Day 4: On Sincerity and Compliments

It’s really hard to give a high quality and sincere compliment.
Well… I find it very hard to give a sincere compliment.
Maybe I’m trying too hard to make it an event when a passing comment about liking the design of a sweater will do. Maybe I’m looking for something that doesn’t exist anymore in the social settings where everyone tries to appear their own brand of perfect.

Not that there’s anything wrong with the latter situation–I might just be looking in the wrong place.
I think the sound of sincerity is getting harder to hear. At the risk of stereotyping, when I think of insincere compliments I hear a female voice, probably early 20s, saying something like, “I just LOVE your [article of clothing]!!” There’s nothing inherently wrong with the statement–it is in fact saying nice things about something that someone may take pride in. But when I hear this voice, it sounds fake and forced. Possibly there was a pause in conversation moments ago that made everyone uncomfortable and someone needs to restart it.
Stereotyping the men isn’t much better. The voice I hear there involves blatantly making fun of someone with or without an actual insult thrown in. While I don’t think this specifically has been said to me, I can pretty clearly hear someone making fun of my run (I am still self conscious about this), “HEY nice run, what are you gay!” *
To contrast, some of the best compliments I’ve received have been completely nonverbal and understated. Someone making eye contact, pointing at an article of clothing or hair to mirror what I’m wearing and giving a thumbs up, for example.
Other than attempting to stand out from “the me generation,” sincere compliments do serve a purpose. They let a person know that someone notices them and notices the effort put into looking nice, a task, etc. By my observation, many if not most compliments fall into the stereotyped examples or something similar. Quality compliments delivered sincerely are hard to find but are extremely effective.

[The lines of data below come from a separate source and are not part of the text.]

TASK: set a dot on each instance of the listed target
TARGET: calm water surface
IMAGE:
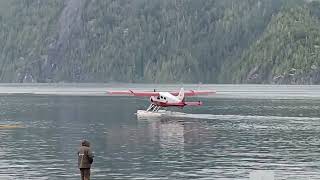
(227, 138)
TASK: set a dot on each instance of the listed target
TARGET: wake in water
(169, 114)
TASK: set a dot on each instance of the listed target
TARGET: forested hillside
(165, 41)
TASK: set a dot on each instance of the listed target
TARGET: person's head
(85, 143)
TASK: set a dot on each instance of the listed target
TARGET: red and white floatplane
(159, 100)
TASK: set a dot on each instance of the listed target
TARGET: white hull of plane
(160, 113)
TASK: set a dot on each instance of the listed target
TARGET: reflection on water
(228, 140)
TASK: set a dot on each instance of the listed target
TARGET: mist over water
(241, 129)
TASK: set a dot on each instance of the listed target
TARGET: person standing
(85, 159)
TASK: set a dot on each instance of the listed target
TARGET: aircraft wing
(194, 93)
(134, 93)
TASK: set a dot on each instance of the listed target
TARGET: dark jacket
(85, 156)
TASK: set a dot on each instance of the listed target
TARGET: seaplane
(160, 100)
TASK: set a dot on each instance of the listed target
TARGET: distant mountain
(167, 41)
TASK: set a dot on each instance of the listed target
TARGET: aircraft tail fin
(181, 94)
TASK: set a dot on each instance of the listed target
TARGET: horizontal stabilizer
(199, 103)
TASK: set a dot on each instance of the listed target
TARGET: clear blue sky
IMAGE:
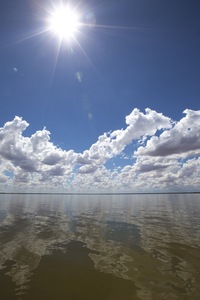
(85, 100)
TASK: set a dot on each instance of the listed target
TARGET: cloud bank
(165, 157)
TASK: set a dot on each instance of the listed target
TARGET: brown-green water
(115, 247)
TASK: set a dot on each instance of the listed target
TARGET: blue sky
(103, 111)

This isn’t going to turn into a how-to guide for giving compliments–you can look elsewhere for that. But, taking the time to give sincere compliments has as much to do with you as the person receiving the compliments:
  • You exercise vulnerability (this is very hard)
  • You have to be paying attention to notice
  • You speak clearly and specifically
These three things are why I value compliments highly. They all seem quite easy, but are actually incredibly difficult to do well and do often. Try it some time, you might be surprised what happens.